All band names start with the character b. Top level bands are numbered sequentially from b0000. Child bands have additional numbers appended to their parent's name, like b0000-0000.

The numbers are zero-padded to four digits in each area, so that they will be grouped conveniently for humans looking at naively sorted listings of the directory. (Conserve does not rely on them being less than five digits, or on the transport returning any particular ordering; bands numbered over 9999 are supported.)

Bands are represented as a subdirectory within the archive directory, as b followed by the number. All bands are in the top-level archive directory.

my-archive/
  b0000/
  b0000-0000/
  b0000-0001/
  b0000-0001-0000/

Band head

A band head is a file BANDHEAD containing a json dictionary.

The head file is written when the band is first opened and then it is not changed again.

The head file contains:

  • start_time: the Unix time the band was started

Band tail

A band tail is a file BANDTAIL containing a json dictionary, only for finished bands: it is the presence of this file that defines the band as closed.

Band footer contains:

  • end_time: the Unix time the band started and ended

Data blocks

Data blocks contain parts of the contents of stored files.

One data block may contain data for a whole file, the concatenated text for several files, or part of a file.

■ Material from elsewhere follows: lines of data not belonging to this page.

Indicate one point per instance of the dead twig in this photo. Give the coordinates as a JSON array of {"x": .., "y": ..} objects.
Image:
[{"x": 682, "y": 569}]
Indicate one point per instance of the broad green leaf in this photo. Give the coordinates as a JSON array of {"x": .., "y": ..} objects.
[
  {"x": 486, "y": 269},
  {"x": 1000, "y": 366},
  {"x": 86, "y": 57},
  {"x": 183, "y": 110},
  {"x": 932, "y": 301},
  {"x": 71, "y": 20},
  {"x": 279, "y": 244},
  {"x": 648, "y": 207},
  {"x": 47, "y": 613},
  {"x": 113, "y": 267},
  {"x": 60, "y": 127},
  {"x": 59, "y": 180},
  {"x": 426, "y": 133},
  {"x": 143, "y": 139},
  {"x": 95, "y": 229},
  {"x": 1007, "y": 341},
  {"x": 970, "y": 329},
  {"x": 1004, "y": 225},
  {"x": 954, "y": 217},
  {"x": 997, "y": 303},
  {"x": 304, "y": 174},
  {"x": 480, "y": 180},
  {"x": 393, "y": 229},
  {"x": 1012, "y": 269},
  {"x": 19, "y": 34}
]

The index entries describe which parts of which blocks are concatenated to recreate the file.

The writer can choose the data block size, except that both the uncompressed and compressed blocks must be <1GB, so they can reasonably fit in memory. The writer might choose to break the file not at a fixed size but instead at some boundary it thinks will be stable as the file changes, for example using an rsync-like rolling checksum.

The name of the data block file is the BLAKE2 hash of the uncompressed contents.

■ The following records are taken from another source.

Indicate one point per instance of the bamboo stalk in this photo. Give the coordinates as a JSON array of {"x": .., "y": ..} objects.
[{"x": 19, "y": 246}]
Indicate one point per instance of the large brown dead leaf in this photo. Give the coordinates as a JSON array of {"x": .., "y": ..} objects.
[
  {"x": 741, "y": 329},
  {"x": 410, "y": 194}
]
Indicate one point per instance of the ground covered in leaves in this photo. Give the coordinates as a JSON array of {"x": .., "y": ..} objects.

The blocks are spread across a single layer of subdirectories, where each subdirectory is the first three hex characters of the name of the contained block files.

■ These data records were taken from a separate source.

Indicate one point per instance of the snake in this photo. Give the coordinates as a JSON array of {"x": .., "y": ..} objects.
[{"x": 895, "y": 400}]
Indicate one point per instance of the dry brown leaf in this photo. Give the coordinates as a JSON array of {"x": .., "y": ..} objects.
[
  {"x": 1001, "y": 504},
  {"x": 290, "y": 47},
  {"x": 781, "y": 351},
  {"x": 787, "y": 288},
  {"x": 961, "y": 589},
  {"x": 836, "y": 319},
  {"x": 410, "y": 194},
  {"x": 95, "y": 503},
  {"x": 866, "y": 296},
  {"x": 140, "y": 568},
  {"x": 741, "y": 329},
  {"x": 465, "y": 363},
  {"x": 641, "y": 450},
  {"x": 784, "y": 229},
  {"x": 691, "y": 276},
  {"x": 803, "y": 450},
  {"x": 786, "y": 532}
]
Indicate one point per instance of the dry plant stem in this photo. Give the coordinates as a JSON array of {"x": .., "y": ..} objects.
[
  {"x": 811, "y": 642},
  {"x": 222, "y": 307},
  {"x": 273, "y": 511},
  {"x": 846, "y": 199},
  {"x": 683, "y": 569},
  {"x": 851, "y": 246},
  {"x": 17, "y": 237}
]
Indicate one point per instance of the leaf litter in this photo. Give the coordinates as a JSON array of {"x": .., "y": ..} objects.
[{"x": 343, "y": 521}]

Data block are compressed in the Snappy format https://github.com/google/snappy.

Blockdir

Starting from format 0.5, there is a single blockdir per archive, containing all content blocks from all bands. This is the d/ directory directly with in the archive directory.

Any band in the archive can refer to blocks from this single blockdir.

Blocks can be garbage collected (only) by reading the list of all present blocks, and then subtracting the ones referenced by any band's index. Anything left unreferenced can be deleted. It's important the operation be done in this order, so that it's safe in the case a band is being written concurrently with the gc operation, or if the filesystem is not quite coherent.

Index hunks

Index hunks contain the name and metadata of a stored file, plus a reference to the data hunks holding its full text.

Index hunks are named with decimal sequence numbers padded to 9 digits.

Index hunks are stored in an i/ subdirectory of the band, and then in a subdirectory for the sequence number divided by 10000 and padded to five digits. So, the first block is i/00000/000000000.

Index hunks are stored in json and also Snappy compressed.

Stored files are in order by filename across all of the index hunks within a band.

The number of files described within a single index hunk file is arbitrary and may be chosen to control the number of outstanding data blocks or the length of the index hunk.

The uncompressed index hunk contains a json list each element of which is a dict of

  • apath: the name of the file
  • mtime: in seconds past the unix epoch
  • ownership, permissions, and other filesystem metadata
  • kind: one of "File", "Dir", "Symlink"
  • deleted: true if it was present in a parent band and was deleted in this band
  • addrs: a list of tuples of:
    • hash: data block hash: from the current or any parent directory
    • start: the offset within the uncompressed content of the block for the start of this file
    • length: the number of bytes of uncompressed data block content to store in this file target: For symlinks, the string target of the symlink.

So, the length of any file is the sum of the length entries for all its addrs.